Затем было велено подать новые бутылки, чтобы убить время, которое так долговечно, и ускорить так медленно текущую жизнь.
XLIIIГалантный стрелок
Когда коляска проезжала парком, он велел остановиться возле тира, говоря, что ему было бы приятно сделать несколько выстрелов, чтобы убить Время. Убивать это чудовище, не есть ли это самое обычное и самое законное занятие каждого? И он любезно предложил руку своей дорогой, восхитительной и ненавистной жене, этой таинственной женщине, которой он обязан столькими наслаждениями, столькими страданиями, а быть может, и значительной долей своего гения.
Несколько пуль ударило мимо намеченной цели: одна из них даже вонзилась в потолок; и, между тем как очаровательное создание безумно хохотало, насмехаясь над неловкостью своего супруга, он вдруг резко повернулся к ней и сказал: «Посмотрите на эту куклу, там направо, со вздернутым носом и таким надменным видом. Так вот, мой ангел, я представляю себе, что это вы». И он зажмурил глаза и спустил курок. Кукла была обезглавлена начисто.

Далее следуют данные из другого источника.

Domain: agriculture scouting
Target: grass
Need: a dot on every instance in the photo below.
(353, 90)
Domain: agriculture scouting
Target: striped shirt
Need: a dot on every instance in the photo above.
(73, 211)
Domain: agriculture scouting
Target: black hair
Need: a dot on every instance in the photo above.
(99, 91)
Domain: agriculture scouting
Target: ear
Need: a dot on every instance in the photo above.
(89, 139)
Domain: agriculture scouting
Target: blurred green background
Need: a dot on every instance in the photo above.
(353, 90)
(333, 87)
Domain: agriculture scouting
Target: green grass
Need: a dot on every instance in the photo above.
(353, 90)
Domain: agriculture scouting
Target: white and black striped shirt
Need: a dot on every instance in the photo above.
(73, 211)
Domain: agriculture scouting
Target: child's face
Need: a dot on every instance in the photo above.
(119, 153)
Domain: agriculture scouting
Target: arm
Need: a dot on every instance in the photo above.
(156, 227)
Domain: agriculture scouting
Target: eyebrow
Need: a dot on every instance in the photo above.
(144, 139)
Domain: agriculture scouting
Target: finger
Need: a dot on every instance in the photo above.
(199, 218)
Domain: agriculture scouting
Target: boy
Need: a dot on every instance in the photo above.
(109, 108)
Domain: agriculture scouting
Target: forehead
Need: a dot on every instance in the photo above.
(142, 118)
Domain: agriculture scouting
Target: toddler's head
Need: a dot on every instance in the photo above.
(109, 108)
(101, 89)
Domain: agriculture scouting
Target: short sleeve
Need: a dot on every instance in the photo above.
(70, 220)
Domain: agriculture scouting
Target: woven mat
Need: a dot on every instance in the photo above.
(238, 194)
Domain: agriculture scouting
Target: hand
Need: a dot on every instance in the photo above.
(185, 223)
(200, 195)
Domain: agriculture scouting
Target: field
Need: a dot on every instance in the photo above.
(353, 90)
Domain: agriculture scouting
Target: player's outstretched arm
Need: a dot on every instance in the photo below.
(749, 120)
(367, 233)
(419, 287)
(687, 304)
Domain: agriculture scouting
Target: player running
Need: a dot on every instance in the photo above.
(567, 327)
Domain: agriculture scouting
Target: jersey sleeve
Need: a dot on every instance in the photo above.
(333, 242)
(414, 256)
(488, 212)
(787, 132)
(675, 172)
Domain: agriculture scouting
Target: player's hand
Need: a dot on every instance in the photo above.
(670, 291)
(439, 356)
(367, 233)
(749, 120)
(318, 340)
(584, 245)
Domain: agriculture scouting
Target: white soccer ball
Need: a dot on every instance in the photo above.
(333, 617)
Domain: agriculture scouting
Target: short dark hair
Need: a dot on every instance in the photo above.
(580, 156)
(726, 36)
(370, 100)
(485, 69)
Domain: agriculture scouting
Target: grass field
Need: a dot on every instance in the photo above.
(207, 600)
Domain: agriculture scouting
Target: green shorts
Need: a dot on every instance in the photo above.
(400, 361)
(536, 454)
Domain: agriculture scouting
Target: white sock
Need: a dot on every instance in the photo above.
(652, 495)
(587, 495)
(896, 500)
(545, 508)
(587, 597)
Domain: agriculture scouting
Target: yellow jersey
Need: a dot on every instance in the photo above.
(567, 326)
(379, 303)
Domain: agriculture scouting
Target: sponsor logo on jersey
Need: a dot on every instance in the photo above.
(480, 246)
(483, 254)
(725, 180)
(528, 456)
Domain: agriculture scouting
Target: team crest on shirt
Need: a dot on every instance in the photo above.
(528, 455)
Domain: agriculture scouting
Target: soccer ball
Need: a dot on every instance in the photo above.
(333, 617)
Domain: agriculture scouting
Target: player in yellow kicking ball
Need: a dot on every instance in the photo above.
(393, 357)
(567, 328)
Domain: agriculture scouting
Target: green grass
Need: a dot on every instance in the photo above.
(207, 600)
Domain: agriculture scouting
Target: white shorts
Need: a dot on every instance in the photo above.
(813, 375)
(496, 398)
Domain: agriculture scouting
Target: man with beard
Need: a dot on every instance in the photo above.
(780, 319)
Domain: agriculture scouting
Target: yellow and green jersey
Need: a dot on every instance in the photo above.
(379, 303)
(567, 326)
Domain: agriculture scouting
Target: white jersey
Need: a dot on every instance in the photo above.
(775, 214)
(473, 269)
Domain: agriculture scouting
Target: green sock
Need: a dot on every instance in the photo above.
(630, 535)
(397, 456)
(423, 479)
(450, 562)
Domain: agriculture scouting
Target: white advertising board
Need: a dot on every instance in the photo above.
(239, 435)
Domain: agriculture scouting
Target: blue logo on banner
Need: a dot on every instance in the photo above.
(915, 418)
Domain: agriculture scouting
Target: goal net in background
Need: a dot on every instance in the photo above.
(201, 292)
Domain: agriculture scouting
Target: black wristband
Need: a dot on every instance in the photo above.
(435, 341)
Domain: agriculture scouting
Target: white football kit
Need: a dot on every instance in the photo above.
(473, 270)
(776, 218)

Тогда, наклонившись к своей дорогой, восхитительной, ненавистной жене, к неизбежной и безжалостной своей Музе, и почтительно целуя ей руку, он прибавил: «О, мой ангел, как я вам благодарен за свою ловкость!»
XLIVСуп и облака
Моя маленькая дурочка, моя милая возлюбленная подавала мне обед, а я созерцал в открытое окно столовой плавучие замки, которые Бог сооружает из паров, – эти волшебные строения из неосязаемого. И я говорил себе, созерцая: «Все эти прозрачные видения почти так же прекрасны, как глаза моей прекрасной возлюбленной, милого маленького чудовища с зелеными глазами».